Congress art

2nd & Peabody

Davidson County Chancellor Anne Martin this week denied a request from Rutledge Hill residents that she overturn the Metro Planning Commission’s approval of height modifications for two multi-tower projects in the area.

Three residents of the City Lights condominium building — located near the sites of the two proposed projects — sued both the developers and Metro earlier this year, alleging that the Planning Commission had improperly permitted the projects.

The Second and Peabody development (read here), to be undertaken by The Congress Group, is planned for three towers of 36, 32 and 18 stories while a nearby development from Centrum (read here) is planned for towers of 39, 32 and 29 stories. The developers were forced to seek Metro modifications, as existing guidelines cap heights in the neighborhood significantly lower. Developers are able to negotiate with Metro for additional building height in exchange for the projects offering benefits like green space, superior design and public parking — concessions that Martin called subjective. About two dozen projects have been granted such modifications in recent years.

Martin wrote in her order upholding the Planning Commission’s approval that she was “not unsympathetic” to the neighbors’ concerns.

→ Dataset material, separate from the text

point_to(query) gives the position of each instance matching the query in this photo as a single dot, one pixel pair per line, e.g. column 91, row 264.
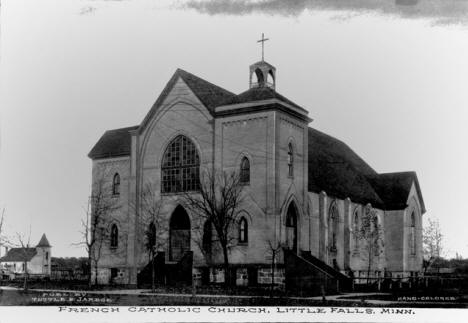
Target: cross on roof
column 263, row 40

“Indeed, as citizens of Nashville, we are all interested in appropriate, well-considered growth and residing in a city that is not for sale to developers,” she wrote. “It is difficult to understand what standards the Planning Commission and its staff are applying in approving these projects given how out of skew they are with the existing neighborhoods and the standards set out in the [downtown code]. It is not, however, for the Court to substitute its judgment for that of the Planning Commission, but rather to evaluate the process to determine if it acted in a manner exceeding its authority, was arbitrary and capricious, or made a decision not supported by the substantial evidence in the record. In this case the Court cannot make such a finding.

“If the leadership of Nashville is going to continue to create flexible standards to modify well-thought-out and drafted zoning ordinances, then courts are limited in the effectiveness of their review authority,” she added.

Steve Snyder, one of the neighbors, said that his group was evaluating appeal options.

“Chancellor Martin’s order is concerning in that it seems to say that the Planning Commission has unlimited discretion to grant ‘height modifications’ in the downtown area based on very subjective and vague criteria,” he said. “As a consequence of this decision, there could be no height limits on future development in Downtown Nashville. The decision undermines the whole plan created by the Downtown Code of unique, thoughtfully designed neighborhoods or subdistricts. All Nashvillians should be concerned about what future development and densities in our city will look like.” 

The Congress Group, the Boston-based company working on the Second and Peabody development, said via a spokesperson that it was pleased with the ruling and that the company looks forward to “delivering its many benefits to the community, which includes 59,000 square feet of activated public space, all pursuant to the very high standards imposed by the Planning Commission and Planning Department staff.”

Added Chicago-based Centrum: “We feel the Order reflects the careful, deliberate process led by the City of Nashville, culminating with Planning Commission approval, that will enable us to develop a transformative project at the Cumulus site. With world class architecture and 1.5 acres in total park space, our project will provide tremendous public benefit.”